Frequent pathologies

Certain types of problems are presented more frequently. Some examples and a few key symptoms are:

Anxiety and phobias

These are the most prevalent disorders; they peak in presentation during adolescence and can be of various types. Anxiety is an angst or uncomfortable reaction that appears in different situations and triggers problems in daily life. Conversely, phobias are reactions of intense fear related to specific stimuli, which the sufferer usually tries to avoid by modifying his or her behaviour.


A common pathology, known particularly for symptoms such as sadness, worry and a lack of motivation. However, depression also causes a range of other symptoms. Above all, people with depression feel immense melancholy and difficulty with continuing their normal daily lives. Many patients look for effective solutions to the problem(s) they are experiencing.

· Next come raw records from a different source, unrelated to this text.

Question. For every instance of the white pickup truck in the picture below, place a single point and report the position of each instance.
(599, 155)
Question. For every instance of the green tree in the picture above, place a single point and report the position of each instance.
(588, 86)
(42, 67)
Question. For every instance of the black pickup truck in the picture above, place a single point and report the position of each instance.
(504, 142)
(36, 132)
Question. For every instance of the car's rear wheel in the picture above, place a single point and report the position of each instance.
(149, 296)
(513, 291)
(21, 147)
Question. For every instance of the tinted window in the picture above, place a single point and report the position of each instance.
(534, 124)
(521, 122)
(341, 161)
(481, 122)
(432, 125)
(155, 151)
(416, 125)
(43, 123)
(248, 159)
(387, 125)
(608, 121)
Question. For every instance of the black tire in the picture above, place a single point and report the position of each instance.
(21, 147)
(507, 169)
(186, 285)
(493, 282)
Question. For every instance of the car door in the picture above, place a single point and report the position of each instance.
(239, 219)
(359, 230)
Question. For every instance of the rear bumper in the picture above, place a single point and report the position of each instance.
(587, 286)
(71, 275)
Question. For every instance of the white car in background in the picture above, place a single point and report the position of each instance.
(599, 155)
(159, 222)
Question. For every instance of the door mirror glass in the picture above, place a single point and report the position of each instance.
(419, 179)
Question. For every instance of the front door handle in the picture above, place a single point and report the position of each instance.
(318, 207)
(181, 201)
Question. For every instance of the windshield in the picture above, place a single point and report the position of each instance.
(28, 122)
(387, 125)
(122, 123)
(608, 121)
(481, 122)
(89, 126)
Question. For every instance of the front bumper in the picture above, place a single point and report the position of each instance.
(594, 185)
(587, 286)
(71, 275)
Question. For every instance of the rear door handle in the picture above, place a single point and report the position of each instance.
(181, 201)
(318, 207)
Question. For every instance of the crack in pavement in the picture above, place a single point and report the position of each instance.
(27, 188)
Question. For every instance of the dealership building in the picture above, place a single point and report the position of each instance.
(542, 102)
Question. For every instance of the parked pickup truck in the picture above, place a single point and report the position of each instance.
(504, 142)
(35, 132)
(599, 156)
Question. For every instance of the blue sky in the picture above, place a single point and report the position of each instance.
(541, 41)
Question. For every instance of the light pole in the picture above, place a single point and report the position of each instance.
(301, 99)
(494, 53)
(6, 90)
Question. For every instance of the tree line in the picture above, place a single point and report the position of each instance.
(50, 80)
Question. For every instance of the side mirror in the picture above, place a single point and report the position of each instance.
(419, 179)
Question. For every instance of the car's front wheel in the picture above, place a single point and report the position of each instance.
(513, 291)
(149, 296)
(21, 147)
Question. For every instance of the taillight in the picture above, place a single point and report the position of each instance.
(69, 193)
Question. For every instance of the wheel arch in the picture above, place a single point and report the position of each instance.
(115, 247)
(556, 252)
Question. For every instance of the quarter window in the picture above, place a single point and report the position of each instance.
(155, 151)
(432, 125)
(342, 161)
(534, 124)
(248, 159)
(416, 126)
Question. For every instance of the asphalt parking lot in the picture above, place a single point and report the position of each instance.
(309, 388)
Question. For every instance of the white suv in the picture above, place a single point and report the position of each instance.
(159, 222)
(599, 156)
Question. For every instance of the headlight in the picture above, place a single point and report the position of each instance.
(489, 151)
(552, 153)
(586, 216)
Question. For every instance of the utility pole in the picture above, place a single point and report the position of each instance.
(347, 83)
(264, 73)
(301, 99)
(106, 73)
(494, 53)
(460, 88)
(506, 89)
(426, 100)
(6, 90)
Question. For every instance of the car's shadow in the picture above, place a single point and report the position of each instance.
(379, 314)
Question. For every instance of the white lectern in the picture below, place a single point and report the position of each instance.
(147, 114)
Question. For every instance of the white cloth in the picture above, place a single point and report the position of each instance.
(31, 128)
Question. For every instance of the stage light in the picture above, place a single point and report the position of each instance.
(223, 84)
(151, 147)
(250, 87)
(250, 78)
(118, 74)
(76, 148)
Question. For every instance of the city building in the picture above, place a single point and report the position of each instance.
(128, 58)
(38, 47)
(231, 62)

Emotional reactions to physical illnesses

People who suffer illnesses (whether skin conditions, gastric complaints, the effects of an accident, muscular symptoms etc.) could take a long time to resume their life or to adapt to living with their symptoms. They may also feel guilt, rejection, or fail to adapt in a way that would promote their recuperation or treatment. These are different examples of emotional and behavioural reactions that could be present when facing an illness or its development.

Bereavement and grief

these reactions come from suffering a lost. Mourning is usually related to the death of a loved one, but can also be caused by other events such as the loss of a job, the break-up of a relationship, a change of school etc. Grief is an adaptive process to assimilate the loss. However, this process is sometimes so complicated, painful or prolonged that it is counter-productive. If this occurs, it is best to ask for help.

Behavioural problems

Inappropriate conduct, anger and a lack of rage control – or in extreme cases, committing an offence or crime. All these are considered as behavioural problems and are often linked with the teenage years. They can, however, occur at other times of life and for different reasons – not just due to a lack of educational support. There are ways to manage whatever causes this behaviour, in addition to modifying it to achieve stability.


A trauma is any kind of event that causes us to feel intense fear and, usually, a sensation of lack of control. These experiences are normally related to serious events that have threatened our own life or that of someone close to us. We also consider a trauma to be all of those different kinds of experience that are difficult to overcome. If any previous such life event remains keeps replaying in one’s mind as though it were still happening, or if it comes constantly to the forefront of one’s thoughts, or if it is affecting the present and cannot be assimilated, this can be due to trauma.

Specific training

Chronic pain

By definition, a chronic pain is pain that is present for more than six months, with or without the injury which caused it initially. The Spanish Pain Society (SED) has compiled a list of the most effective techniques for treating this problem at medical and psychological levels. We have worked within these guidelines and proved their effectiveness. The techniques set out diverse strategies including relaxation, problem solving, setting and planning objectives and others. Applying these strategies to chronic pain could have a positive impact on our daily life and our mood.


Oncology processes and the phases through which treatment passes during an illness can be difficult and disconcerting. It is not uncommon to experience feelings of lack of control, uncertainty towards the future, sadness and blame or anger. Life expectancy is becoming longer and the capacity to face a treatment with these characteristics is so linked to the daily strategies one employs. Each phase of the treatment has special techniques that have been proven to help deal with it.

Paediatric psychology

Specialising in children’s mental development and health, paediatric psychology is related principally to the detection and management of pervasive developmental disorders (PDDs), providing guidelines to confront enuresis (involuntary urination or bedwetting), encopresis (lack of bowel control, often fear-related) and other problems such as obesity and sleep difficulties. We provide support, strategies and guidelines for these as well as other topics closely linked to physical and developmental areas.